Finding good Internet access for your Mac or Wi-Fi-only iPad while traveling can be maddening. Look in your Wi-Fi menu while sitting in an airport and you’ll see a bunch of networks, most of which require a password or won’t connect for other reasons. It isn’t any better when you reach your destination, since many hotels charge usurious rates for Wi-Fi. And while you might be able to find a coffee shop with free public Wi-Fi, those networks may not be secure—a hacker on the same network could watch your unencrypted Internet traffic.
If you’re like most Apple users, the solution is in your pocket or purse: your iPhone. For a number of years, turning on iOS’s Personal Hotspot feature involved additional fees from your cellular carrier, which dissuaded many people from using it. Nowadays, however, most mobile phone plans don’t charge extra for tethering, as it’s often called. If you have an “unlimited” plan, your carrier may throttle your bandwidth if you exceed some usage level because the carrier doesn’t want customers to use tethering for their primary Internet connections. Double-check your plan, but if you won’t have to pay more to use tethering, here’s how to use it to solve Wi-Fi problems while on the road.
On your iPhone (or cellular-enabled iPad), go to Settings > Personal Hotspot and enable the switch for Personal Hotspot. Then tap Wi-Fi Password, and in the next screen, enter a password. It must be at least 8 characters and can use only ASCII characters (English letters, numbers, and standard punctuation marks). It shouldn’t be trivial (like “password”), but don’t worry about making it super strong, since your iPhone isn’t likely to be in any single location long enough for someone to try to crack it. (You can also share a Personal Hotspot connection via Bluetooth or a USB cable, but both are fussier and may not work as well.)
Then, from your MacBook, click the Wi-Fi menu in the menu bar and choose the network named for your iPhone—it may appear under a Personal Hotspot heading and will have a Personal Hotspot icon. From an iPad or another iOS device, go to Settings > Wi-Fi and select the iPhone’s network.

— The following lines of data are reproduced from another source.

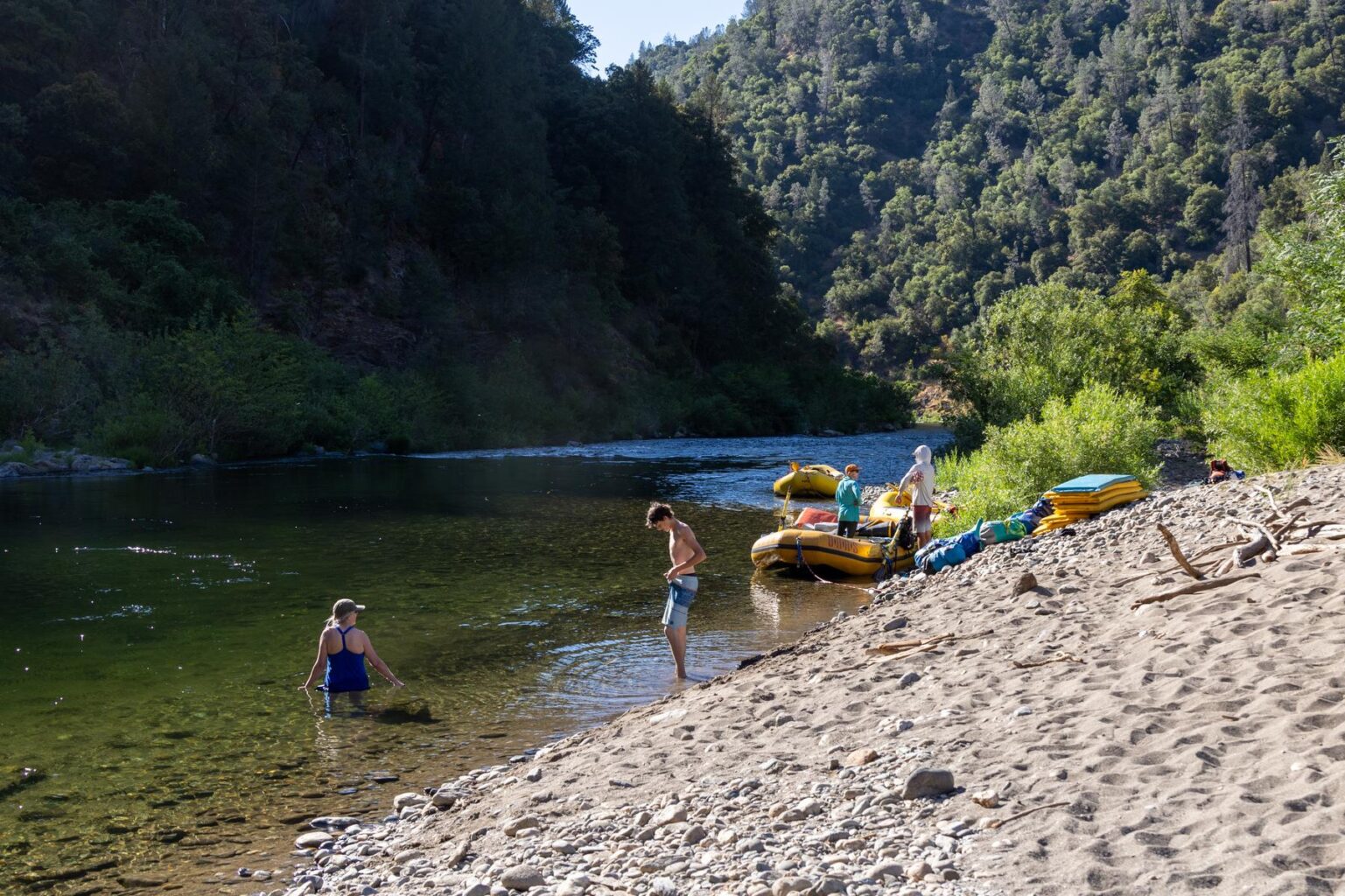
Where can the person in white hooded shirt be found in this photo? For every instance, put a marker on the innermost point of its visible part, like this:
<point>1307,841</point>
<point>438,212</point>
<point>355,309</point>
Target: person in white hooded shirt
<point>919,480</point>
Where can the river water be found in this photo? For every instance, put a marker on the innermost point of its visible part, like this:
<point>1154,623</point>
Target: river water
<point>158,627</point>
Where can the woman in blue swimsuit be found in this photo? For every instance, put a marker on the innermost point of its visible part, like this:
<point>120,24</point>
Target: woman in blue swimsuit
<point>342,650</point>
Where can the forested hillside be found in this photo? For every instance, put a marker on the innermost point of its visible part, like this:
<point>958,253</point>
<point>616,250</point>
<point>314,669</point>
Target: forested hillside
<point>241,228</point>
<point>924,157</point>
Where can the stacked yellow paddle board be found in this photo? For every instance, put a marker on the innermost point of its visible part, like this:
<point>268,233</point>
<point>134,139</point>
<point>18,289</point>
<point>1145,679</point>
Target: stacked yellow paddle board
<point>1087,495</point>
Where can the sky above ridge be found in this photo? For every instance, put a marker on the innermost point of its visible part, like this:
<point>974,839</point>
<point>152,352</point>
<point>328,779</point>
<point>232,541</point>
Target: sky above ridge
<point>620,24</point>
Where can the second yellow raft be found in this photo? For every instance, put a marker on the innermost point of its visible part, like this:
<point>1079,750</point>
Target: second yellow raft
<point>813,480</point>
<point>804,548</point>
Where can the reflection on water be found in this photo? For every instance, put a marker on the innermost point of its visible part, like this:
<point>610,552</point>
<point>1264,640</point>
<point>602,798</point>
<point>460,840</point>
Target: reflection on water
<point>159,627</point>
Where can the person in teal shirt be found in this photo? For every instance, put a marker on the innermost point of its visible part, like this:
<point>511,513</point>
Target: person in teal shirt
<point>848,498</point>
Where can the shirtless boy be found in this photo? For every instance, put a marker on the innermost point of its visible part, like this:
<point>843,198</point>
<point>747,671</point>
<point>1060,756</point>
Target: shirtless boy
<point>685,553</point>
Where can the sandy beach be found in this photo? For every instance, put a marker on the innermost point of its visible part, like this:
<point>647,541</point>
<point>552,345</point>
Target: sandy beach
<point>1185,746</point>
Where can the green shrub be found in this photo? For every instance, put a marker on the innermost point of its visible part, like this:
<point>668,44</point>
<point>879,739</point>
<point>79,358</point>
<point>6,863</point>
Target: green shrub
<point>143,430</point>
<point>1097,430</point>
<point>1274,422</point>
<point>1047,342</point>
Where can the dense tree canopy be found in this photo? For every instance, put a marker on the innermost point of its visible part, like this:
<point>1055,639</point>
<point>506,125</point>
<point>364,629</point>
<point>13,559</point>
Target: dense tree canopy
<point>926,157</point>
<point>424,200</point>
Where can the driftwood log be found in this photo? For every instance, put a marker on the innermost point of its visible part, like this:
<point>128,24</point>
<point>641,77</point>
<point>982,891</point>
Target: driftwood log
<point>1062,658</point>
<point>1176,550</point>
<point>994,823</point>
<point>1192,588</point>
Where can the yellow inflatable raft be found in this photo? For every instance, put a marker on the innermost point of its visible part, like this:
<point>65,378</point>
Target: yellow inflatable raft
<point>813,480</point>
<point>824,550</point>
<point>891,505</point>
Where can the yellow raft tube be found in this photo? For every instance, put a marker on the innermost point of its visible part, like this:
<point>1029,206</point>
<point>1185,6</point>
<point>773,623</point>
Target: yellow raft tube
<point>824,550</point>
<point>891,505</point>
<point>813,480</point>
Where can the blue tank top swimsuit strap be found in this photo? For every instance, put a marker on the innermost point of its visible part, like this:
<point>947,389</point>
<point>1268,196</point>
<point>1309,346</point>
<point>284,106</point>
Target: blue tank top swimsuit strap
<point>345,668</point>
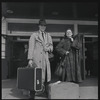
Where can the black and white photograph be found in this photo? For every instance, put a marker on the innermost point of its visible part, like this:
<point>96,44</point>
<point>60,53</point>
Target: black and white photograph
<point>49,50</point>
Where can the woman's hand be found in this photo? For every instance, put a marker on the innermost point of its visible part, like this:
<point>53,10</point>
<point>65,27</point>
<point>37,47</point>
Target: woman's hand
<point>67,52</point>
<point>71,39</point>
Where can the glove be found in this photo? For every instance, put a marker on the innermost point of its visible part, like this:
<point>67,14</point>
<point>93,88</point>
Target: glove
<point>67,52</point>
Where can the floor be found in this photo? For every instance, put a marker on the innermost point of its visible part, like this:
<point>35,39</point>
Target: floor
<point>88,89</point>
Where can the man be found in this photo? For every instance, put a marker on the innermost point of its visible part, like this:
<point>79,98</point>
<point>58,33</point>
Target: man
<point>40,44</point>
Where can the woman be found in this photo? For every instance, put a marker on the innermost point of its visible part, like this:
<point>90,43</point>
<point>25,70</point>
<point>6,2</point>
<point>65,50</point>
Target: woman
<point>69,48</point>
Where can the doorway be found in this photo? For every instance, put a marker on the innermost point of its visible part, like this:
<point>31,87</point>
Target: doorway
<point>91,56</point>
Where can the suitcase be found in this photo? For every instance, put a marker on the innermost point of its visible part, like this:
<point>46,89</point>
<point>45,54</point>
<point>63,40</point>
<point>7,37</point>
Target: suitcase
<point>63,90</point>
<point>29,78</point>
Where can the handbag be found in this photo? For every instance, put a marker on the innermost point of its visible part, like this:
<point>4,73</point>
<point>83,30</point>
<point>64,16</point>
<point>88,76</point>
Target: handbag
<point>59,70</point>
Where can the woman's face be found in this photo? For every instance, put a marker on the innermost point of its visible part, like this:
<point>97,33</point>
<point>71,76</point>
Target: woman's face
<point>42,28</point>
<point>69,33</point>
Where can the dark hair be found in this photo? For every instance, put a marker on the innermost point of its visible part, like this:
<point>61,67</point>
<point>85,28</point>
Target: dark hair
<point>42,22</point>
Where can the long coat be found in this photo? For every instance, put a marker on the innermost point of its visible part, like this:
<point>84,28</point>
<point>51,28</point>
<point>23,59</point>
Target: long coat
<point>71,68</point>
<point>38,55</point>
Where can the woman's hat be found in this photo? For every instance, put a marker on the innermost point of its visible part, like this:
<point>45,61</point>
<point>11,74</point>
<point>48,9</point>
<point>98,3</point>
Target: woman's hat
<point>42,22</point>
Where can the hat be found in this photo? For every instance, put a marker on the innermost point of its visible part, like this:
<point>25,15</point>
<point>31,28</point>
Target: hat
<point>42,22</point>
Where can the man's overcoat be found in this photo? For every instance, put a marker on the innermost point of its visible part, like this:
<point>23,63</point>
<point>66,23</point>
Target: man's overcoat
<point>37,53</point>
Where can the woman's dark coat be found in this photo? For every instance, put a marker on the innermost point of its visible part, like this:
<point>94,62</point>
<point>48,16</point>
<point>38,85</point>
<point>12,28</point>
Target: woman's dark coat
<point>71,66</point>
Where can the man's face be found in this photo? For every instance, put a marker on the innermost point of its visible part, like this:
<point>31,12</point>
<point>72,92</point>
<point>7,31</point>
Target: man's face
<point>42,28</point>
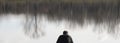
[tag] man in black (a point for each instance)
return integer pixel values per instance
(65, 38)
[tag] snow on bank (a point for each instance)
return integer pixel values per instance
(11, 31)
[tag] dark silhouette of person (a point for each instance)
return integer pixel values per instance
(65, 38)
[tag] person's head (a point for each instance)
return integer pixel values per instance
(65, 32)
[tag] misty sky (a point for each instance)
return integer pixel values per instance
(11, 31)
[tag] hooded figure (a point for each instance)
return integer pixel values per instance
(65, 38)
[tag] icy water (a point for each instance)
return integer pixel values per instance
(12, 26)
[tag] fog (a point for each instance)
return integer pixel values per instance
(12, 31)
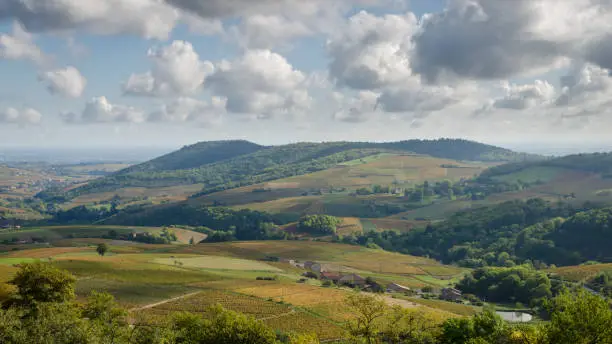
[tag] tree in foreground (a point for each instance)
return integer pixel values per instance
(580, 318)
(102, 249)
(318, 224)
(368, 311)
(37, 283)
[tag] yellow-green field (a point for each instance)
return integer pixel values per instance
(57, 233)
(155, 195)
(218, 263)
(581, 272)
(156, 280)
(384, 169)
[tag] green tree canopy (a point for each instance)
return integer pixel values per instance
(318, 224)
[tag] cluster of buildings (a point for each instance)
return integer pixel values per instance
(332, 273)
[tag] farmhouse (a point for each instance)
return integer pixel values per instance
(330, 276)
(288, 261)
(308, 265)
(352, 279)
(5, 223)
(450, 294)
(397, 288)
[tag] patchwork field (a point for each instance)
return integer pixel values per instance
(135, 195)
(581, 272)
(57, 233)
(218, 263)
(154, 281)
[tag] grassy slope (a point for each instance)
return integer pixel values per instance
(202, 163)
(139, 275)
(380, 169)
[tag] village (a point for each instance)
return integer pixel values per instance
(335, 275)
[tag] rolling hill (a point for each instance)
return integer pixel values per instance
(223, 165)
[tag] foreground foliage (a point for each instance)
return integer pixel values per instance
(42, 309)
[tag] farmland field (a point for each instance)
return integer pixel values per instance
(581, 272)
(533, 174)
(155, 195)
(218, 263)
(384, 169)
(156, 280)
(59, 232)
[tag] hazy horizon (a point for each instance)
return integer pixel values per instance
(140, 153)
(127, 73)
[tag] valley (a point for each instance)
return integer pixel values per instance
(287, 234)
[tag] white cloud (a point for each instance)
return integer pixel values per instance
(67, 82)
(100, 110)
(260, 83)
(584, 83)
(146, 18)
(372, 52)
(26, 116)
(521, 97)
(190, 110)
(355, 109)
(486, 39)
(20, 46)
(177, 70)
(267, 31)
(420, 100)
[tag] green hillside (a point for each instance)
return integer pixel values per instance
(196, 155)
(230, 164)
(600, 163)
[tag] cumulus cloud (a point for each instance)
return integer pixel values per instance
(26, 116)
(498, 39)
(261, 83)
(177, 70)
(267, 31)
(372, 52)
(100, 110)
(521, 97)
(20, 46)
(420, 101)
(583, 84)
(146, 18)
(190, 110)
(355, 109)
(67, 82)
(484, 39)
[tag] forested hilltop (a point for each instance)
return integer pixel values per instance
(224, 165)
(600, 163)
(535, 232)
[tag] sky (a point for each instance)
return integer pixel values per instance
(165, 73)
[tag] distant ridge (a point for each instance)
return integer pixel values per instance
(221, 165)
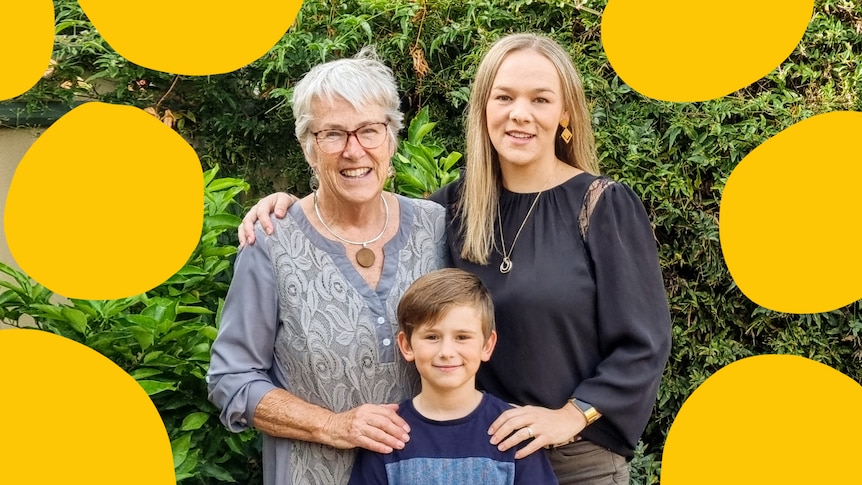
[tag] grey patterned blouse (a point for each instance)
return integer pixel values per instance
(299, 316)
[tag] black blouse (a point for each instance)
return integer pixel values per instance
(580, 319)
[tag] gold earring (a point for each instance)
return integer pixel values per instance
(566, 135)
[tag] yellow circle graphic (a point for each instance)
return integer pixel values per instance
(767, 419)
(75, 417)
(682, 50)
(789, 235)
(106, 204)
(28, 37)
(213, 37)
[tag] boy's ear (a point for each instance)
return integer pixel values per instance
(404, 346)
(488, 348)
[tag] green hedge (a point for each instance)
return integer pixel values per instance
(676, 156)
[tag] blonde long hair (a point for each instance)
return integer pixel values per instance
(483, 178)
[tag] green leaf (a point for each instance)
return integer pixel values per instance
(217, 472)
(144, 336)
(76, 318)
(143, 373)
(155, 387)
(194, 421)
(180, 448)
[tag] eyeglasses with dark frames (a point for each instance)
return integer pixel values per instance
(369, 136)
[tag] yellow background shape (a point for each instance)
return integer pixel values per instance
(27, 38)
(73, 416)
(767, 419)
(684, 50)
(210, 36)
(106, 204)
(789, 217)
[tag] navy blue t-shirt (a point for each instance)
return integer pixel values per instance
(455, 451)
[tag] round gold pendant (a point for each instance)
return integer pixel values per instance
(365, 257)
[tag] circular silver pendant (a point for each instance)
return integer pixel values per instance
(365, 257)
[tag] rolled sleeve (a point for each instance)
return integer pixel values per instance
(242, 353)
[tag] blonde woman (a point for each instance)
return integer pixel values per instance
(569, 258)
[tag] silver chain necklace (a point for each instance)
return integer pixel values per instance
(506, 265)
(365, 256)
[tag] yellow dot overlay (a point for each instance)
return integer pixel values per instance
(683, 50)
(106, 204)
(208, 36)
(27, 37)
(769, 419)
(788, 217)
(74, 417)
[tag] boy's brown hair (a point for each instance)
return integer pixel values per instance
(435, 293)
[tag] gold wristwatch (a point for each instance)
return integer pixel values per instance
(587, 409)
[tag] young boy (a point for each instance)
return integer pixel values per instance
(447, 329)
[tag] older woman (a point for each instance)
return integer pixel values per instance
(306, 350)
(570, 260)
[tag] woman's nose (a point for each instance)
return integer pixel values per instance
(352, 146)
(518, 113)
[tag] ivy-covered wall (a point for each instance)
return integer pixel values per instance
(676, 156)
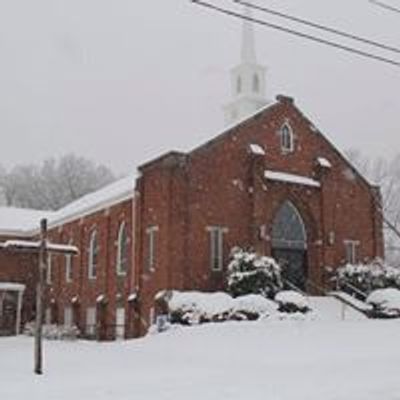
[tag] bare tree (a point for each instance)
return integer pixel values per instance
(54, 183)
(386, 174)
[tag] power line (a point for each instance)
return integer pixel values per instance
(319, 26)
(297, 33)
(385, 6)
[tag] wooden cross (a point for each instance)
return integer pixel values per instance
(42, 248)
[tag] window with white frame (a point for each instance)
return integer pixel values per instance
(122, 250)
(93, 255)
(256, 83)
(91, 321)
(120, 322)
(216, 247)
(351, 248)
(151, 247)
(69, 266)
(239, 85)
(49, 269)
(287, 139)
(68, 317)
(48, 316)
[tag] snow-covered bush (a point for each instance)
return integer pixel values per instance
(368, 277)
(251, 307)
(292, 302)
(386, 303)
(250, 273)
(54, 332)
(192, 308)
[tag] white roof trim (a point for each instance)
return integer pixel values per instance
(324, 162)
(12, 287)
(291, 178)
(110, 195)
(256, 149)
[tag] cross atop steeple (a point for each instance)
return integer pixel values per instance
(247, 78)
(248, 53)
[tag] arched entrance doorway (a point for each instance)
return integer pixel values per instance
(289, 244)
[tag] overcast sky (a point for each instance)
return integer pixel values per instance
(120, 81)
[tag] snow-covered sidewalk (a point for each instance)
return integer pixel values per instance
(273, 360)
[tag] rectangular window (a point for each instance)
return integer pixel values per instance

In either case, if both devices are signed in to the same iCloud account and have Bluetooth turned on, Apple’s Instant Hotspot feature should make it so you don’t have to enter the password. It’s no great hardship if you do have to type the password; the Mac or iPad should remember it for future use.
Once you’re connected, everything should work just as though you were using a normal Wi-Fi network. Performance might be a little slow, but since random public Wi-Fi networks are often pokey, it may be better than you’d get otherwise.
If you worry about using too much data and generating overage charges or getting throttled, pay attention to what apps and services use bandwidth on your Mac. Things like Dropbox, Backblaze, and iCloud Photo Library can slurp a lot of data in the background, so you may want to turn them off. Or install TripMode ($7.99), a clever Mac utility that notices when you’re using a new Wi-Fi network and asks which services you want to allow through.
When you finish tethering, turn off the Personal Hotspot switch on your iPhone to make sure it doesn’t use any extra battery life or allow another of your devices to consume cellular data inadvertently.